To answer the question about the relative efficacy of IA HA monoinjection compared with multi-injections, we compared our results with those obtained for pain (WOMAC A or/and visual analog scale for pain) in other meta-analyses,2, 3, 4, 5, 6 where most data were obtained from multi-injection regimens:
-
•
Bannuru et al2 found ES = 0.46 (95% CI, 0.28–0.65) with I2=75% at M2, and ES = 0.25 (95% CI, 0.15–0.36) with I2 = 60% at M3.
-
•
Rutjes et al3 found ES = 0.37 (95% CI, 0.28–0.46) with τ2 = 0.09.
-
•
Colen et al4 found MD = 10.20 mm (95% CI, 4.42–15.97 mm) with I2 = 92%.
-
•
Miller and Block5 found SMD = 0.43 (95% CI, 0.36; 0.60) with I2 = 73% at 4 to 13 weeks and SMD = 0.38 (95% CI, 0.21–0.55) with I2 = 75% at 14 to 26 weeks.
-
•
Bannuru et al6 found ES = 0.34 (95% CI, 0.26–0.42).
In terms of ES or SMD, all these results are very close to ours and heterogeneity seems present at a similar level. Differences between products have been studied by Colen et al,4 but these results are limited to a few multi-injection products. More recently, Altman et al8 assessed ES depending on molecular weight (Mw) and found ES = 0.52 (95% CI, 0.48–0.56) for high Mw (>3 MDa (MegaDalton (= 1 million Dalton))) and ES = 0.31 (95% CI, 0.20–0.42) for moderate Mw (1.5–3 MDa). Our results in Table 5 are roughly comparable: a bit smaller with Synvisc-One and Durolane subgroups for the high Mw, and a bit higher with the other IA HA subgroup for the moderate Mw. In other words, we found less difference between high and moderate Mw IA HA products.

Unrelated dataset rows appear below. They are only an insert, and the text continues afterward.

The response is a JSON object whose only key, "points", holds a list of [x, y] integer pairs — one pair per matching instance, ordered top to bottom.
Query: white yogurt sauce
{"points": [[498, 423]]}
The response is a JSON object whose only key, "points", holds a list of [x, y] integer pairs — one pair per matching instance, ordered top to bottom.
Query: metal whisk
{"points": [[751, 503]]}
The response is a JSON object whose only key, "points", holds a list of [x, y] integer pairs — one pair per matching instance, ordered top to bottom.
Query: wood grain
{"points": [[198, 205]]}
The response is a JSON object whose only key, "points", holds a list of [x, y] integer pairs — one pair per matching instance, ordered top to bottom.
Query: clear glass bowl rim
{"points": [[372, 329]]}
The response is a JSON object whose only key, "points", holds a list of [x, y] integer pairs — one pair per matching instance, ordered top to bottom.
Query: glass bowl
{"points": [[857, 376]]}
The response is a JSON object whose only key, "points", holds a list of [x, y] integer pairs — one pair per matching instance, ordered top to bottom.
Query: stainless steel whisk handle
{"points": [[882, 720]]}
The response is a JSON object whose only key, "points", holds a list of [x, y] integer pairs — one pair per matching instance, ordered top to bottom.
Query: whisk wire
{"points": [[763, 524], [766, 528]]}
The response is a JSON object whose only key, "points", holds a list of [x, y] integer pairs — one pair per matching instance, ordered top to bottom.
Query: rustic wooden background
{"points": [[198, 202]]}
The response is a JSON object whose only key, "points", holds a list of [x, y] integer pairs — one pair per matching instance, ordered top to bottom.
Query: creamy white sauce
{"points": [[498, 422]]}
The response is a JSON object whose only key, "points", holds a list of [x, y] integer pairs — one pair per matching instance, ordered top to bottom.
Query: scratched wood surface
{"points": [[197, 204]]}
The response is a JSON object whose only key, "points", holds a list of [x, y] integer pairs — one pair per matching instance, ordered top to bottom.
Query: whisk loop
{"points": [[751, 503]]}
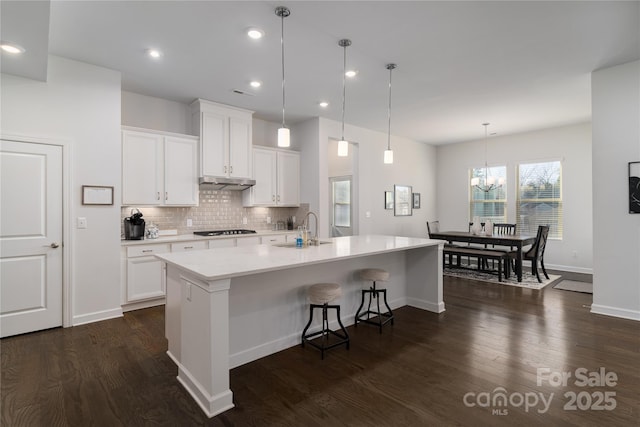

In the symptomatic treatment of knee OA with IA HA, the results of monoinjections demonstrate an efficacy similar to the multi-injections in terms of MD, ES (or SMD), and P value, when compared with the IA placebo.
Limitations
There are many limitations to our analysis, including making post-hoc IA placebo comparisons when no placebo control was available. Data were obtained from multiple studies done in many different countries, with different patient populations and doctors. This creates possibilities for differences unrelated to treatments used, with a risk of bias, especially for individual trials; however, for each synthesis per subgroup or group, each with large population sizes, the results were properly compared and confirmed using multiple different statistical approaches and weighing methods.
Conclusions
Results of this meta-analysis suggest that the effects of monoinjections of HA produce results similar to multi-injections of IA HA in terms of pain relief in the treatment of knee OA.
Acknowledgments
Acknowledgments
The author thanks Thierry Thomas, MD, Department Rheumatology, Centre Hospitalier Universitaire (French equivalent of University Hospital) (CHU), St Etienne, France, for providing valuable advice in the conception of this meta-analysis, the interpretation of the results, and the writing of this article. The author also thanks Jo-Ann Elicia West, MSc, an independent contractor in Cartigny L'Epinay, France, for providing editorial support, which was funded by LCA Pharmaceutical, Chartres, France, in accordance with Good Publication Practice guidelines.
Conflicts of Interest
This meta-analysis was entirely sponsored by LCA Pharmaceutical, Chartres, France. P. Vincent is an employee and shareholder of LCA Pharmaceutical. The author has indicated that he has no other conflicts of interest regarding the content of this article.